Why fresh local meals beat shipping frozen food across an ocean
It is natural to want the tastes of home, and some families consider shipping frozen confinement meals from Taiwan or Hong Kong. I gently steer people away from this.
Frozen food carried across an ocean is expensive and slow, and the cold chain is fragile — once it lapses, food safety becomes a real concern for a recovering mother and a newborn. More than that, the soul of Cantonese confinement food is the daily warm soup, slow-simmered and served fresh. That simply cannot be frozen, shipped, and reheated without losing what makes it healing.
Freshly cooked meals, made locally each morning, solve all of this at once. They are safe, they are warm, and they arrive without anyone in the household lifting a pot. This is exactly the work I do — cooking fresh Cantonese confinement meals daily and delivering them across Greater Vancouver, including Richmond, Burnaby, and Vancouver. The educational companion to that service is our flagship guide to Cantonese confinement meals, which walks through what to eat week by week.
How do you adapt TW and HK traditions to life in Canada?
The reassuring truth is that most of the tradition travels well.
Ingredients are here. Ginger, red dates, goji berries, dried longan, and the herbs used in confinement soups are all readily found in Greater Vancouver, especially in Richmond’s Asian grocers. You will not have to compromise on the foundations.
The climate asks for small tweaks. Vancouver’s cool, damp months suit warming confinement food beautifully, though a heated, draught-free room matters more here than in a Taipei summer. In warmer weeks we lighten the richer dishes a little.
The support network is smaller, so lean on structure. Without a large extended family nearby, a dependable meal service and one or two trusted helpers carry the load that a whole household might at home. Planned well, a smaller circle works wonderfully.
You can do this from afar
If you are reading this from Taipei or Hong Kong, perhaps months before the due date, I want to leave you with one thought — this is very doable, and you are not the first family to do it. Thousands have arrived, rested, eaten well, and recovered in Greater Vancouver with their traditions intact.
And if you are the grandparent quietly arranging all of this for your daughter or daughter-in-law, thank you. Settling the care, the kitchen, and the meals before the baby arrives is one of the kindest gifts you can give. When the time comes, the warm soup will be there each day, and you can simply be present for the parts that matter most.
Frequently asked questions
What does confinement (坐月子) look like far from home?
It looks much the same in its spirit — rest, warmth, and nourishing food for the first 30 to 40 days — but the logistics change. Far from your own mother and the helpers you'd lean on at home, you plan the support deliberately instead of assuming it. That means lining up postpartum help, a place with a kitchen, and a reliable source of fresh confinement meals before the baby arrives.
Should we ship frozen confinement food from Taiwan or Hong Kong?

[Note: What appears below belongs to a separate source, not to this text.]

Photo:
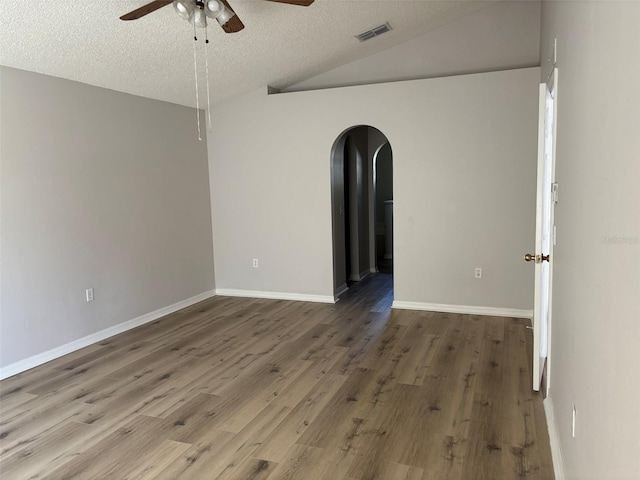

We gently suggest not relying on it. Shipping frozen meals across an ocean is costly, slow, and raises food-safety concerns once the cold chain breaks. Warm soups don't travel. Freshly cooked Cantonese confinement meals, made locally each day in Greater Vancouver, are safer, warmer, and far easier on a tired new family.
How far ahead should we start planning?
Earlier is calmer. Many overseas families begin arranging maternity care and a place to stay in the second trimester, and confirm postpartum support and confinement meals well before the due date. The first 40 days fill up fast, so having the care and the kitchen settled in advance removes most of the stress.
Can we keep our Taiwanese or Hong Kong confinement traditions in Canada?
Yes, and most of it carries over beautifully. Ingredients like ginger, red dates, goji and the herbs used in confinement soups are all available in Greater Vancouver, especially in Richmond. We adapt for the local climate, smaller family support networks, and Canadian kitchens, while keeping the heart of the tradition intact.